In this section, various numerical examples are presented to study the influence of different disturbances on the gravity gradient stability of a large rigid space structure and to verify the rationality of the dynamic model and gravity gradient stability criterion. For all the cases in this section, the body-fixed coordinate system coincides with the orbital coordinate system for the initial state without any disturbance. Therefore, the dynamic responses of the large space structure are presented in the orbital coordinate system.

4.1. A symmetrical Revolution Space Structure under Small Disturbance Angles

This subsection explores the gravity gradient stability of a symmetrical revolution space structure, that is,

J_{y y} = J_{z z} > J_{x x}

for the structure, under different small disturbance angles, as shown in Table 1 and Figure 4. For each case, three different initial small disturbance angles, that is, 0.01° in yaw, roll and pitch angles, respectively, are taken into account, as shown in Table 2.

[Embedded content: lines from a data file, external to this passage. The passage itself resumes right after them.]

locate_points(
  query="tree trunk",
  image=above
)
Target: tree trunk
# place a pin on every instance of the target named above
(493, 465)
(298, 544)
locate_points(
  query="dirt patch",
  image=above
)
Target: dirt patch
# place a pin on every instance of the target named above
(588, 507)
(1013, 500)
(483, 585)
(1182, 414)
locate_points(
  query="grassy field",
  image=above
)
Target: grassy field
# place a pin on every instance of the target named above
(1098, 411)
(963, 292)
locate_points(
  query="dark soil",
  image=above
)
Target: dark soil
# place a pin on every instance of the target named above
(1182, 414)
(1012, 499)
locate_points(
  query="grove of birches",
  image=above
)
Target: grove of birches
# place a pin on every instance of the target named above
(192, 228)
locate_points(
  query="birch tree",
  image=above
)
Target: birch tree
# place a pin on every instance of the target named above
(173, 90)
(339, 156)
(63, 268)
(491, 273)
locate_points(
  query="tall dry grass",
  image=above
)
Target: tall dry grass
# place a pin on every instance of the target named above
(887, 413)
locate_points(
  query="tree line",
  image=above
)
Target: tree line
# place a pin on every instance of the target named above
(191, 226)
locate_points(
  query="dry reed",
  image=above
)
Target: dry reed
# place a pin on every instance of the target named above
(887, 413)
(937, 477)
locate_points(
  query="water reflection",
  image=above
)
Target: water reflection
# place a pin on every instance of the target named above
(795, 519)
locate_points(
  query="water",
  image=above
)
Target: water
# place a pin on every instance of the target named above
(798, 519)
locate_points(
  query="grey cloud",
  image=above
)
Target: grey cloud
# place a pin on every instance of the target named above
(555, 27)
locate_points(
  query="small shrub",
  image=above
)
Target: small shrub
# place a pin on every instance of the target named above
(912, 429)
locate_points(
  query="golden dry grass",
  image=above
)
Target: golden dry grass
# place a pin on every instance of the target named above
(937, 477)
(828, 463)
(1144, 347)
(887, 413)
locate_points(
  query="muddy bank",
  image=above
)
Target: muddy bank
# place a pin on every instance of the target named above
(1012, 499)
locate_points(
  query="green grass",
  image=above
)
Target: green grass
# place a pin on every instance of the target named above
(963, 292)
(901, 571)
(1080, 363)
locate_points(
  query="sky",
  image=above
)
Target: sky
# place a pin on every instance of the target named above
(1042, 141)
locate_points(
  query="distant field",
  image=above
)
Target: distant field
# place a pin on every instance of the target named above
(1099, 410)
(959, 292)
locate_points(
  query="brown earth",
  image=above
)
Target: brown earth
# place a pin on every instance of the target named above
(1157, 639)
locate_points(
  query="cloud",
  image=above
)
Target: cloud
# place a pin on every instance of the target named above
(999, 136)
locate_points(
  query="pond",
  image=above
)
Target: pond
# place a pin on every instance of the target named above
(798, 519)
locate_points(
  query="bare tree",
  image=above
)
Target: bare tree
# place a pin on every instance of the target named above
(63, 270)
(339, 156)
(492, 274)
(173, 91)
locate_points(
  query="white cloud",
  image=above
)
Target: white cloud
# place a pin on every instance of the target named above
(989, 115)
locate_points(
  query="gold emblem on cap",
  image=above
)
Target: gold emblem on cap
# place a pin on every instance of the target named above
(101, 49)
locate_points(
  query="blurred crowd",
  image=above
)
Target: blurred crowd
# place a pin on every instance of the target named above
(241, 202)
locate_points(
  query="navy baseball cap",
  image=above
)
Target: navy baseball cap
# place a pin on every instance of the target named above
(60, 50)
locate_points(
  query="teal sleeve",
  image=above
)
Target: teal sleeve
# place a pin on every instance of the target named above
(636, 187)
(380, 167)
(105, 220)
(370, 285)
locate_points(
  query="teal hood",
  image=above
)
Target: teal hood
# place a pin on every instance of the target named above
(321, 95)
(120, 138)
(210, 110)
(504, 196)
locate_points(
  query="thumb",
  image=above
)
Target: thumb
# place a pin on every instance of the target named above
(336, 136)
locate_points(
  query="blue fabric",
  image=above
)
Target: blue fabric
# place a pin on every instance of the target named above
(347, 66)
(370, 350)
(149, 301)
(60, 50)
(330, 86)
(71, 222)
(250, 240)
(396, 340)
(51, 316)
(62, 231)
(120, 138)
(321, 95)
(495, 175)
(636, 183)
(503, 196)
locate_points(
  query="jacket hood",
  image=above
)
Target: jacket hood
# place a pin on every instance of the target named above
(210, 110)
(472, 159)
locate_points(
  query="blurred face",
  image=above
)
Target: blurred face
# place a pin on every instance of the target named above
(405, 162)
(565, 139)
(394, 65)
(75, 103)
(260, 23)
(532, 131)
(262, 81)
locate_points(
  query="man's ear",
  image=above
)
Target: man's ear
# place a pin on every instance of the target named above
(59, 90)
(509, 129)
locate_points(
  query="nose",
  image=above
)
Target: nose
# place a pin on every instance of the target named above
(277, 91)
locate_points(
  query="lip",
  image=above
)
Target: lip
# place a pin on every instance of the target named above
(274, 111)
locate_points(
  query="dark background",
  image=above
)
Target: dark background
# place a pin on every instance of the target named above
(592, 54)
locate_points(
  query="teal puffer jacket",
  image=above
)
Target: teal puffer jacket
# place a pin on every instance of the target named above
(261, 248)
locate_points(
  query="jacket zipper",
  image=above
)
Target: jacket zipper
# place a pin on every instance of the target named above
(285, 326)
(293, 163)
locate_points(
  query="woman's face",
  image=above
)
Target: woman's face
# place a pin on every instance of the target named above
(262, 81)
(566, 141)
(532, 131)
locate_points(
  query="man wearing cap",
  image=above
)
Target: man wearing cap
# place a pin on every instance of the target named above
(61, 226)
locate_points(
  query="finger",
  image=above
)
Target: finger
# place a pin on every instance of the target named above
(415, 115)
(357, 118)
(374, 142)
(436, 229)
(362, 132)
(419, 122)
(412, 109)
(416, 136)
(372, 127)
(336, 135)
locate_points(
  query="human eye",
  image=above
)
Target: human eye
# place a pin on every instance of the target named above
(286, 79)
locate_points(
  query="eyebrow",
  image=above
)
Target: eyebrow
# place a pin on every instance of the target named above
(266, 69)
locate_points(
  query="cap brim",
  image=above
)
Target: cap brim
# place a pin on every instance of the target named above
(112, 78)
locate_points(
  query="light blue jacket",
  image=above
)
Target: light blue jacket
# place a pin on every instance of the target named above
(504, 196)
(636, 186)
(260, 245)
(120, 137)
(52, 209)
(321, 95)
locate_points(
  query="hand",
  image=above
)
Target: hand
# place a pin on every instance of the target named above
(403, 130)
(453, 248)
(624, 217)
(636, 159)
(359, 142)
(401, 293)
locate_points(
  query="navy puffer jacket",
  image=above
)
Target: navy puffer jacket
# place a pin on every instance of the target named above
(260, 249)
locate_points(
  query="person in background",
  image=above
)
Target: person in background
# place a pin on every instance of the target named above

Figure 5, Figure 6 and Figure 7 present the dynamic responses of the large space structure for each case under different small initial disturbance angles. As shown in Figure 5 and Figure 7, when the initial disturbance angles are small angles in either pitch or yaw angle, the displacement of node j in X, Y and Z directions and the variation of yaw, roll and pitch angles are almost invariant. When the initial disturbance angle is a small angle in roll angle, as shown in Figure 6, the yaw angle of these five cases has a certain change and the variation ranges of dynamic responses from case 1 to case 5 have an increasing trend. It can be concluded that for a symmetrical revolution space structure, when the initial disturbance angle is a small roll angle, the motion of space structure is easy to get unstable and initial configurations may easily affect the attitudes of the large space structure.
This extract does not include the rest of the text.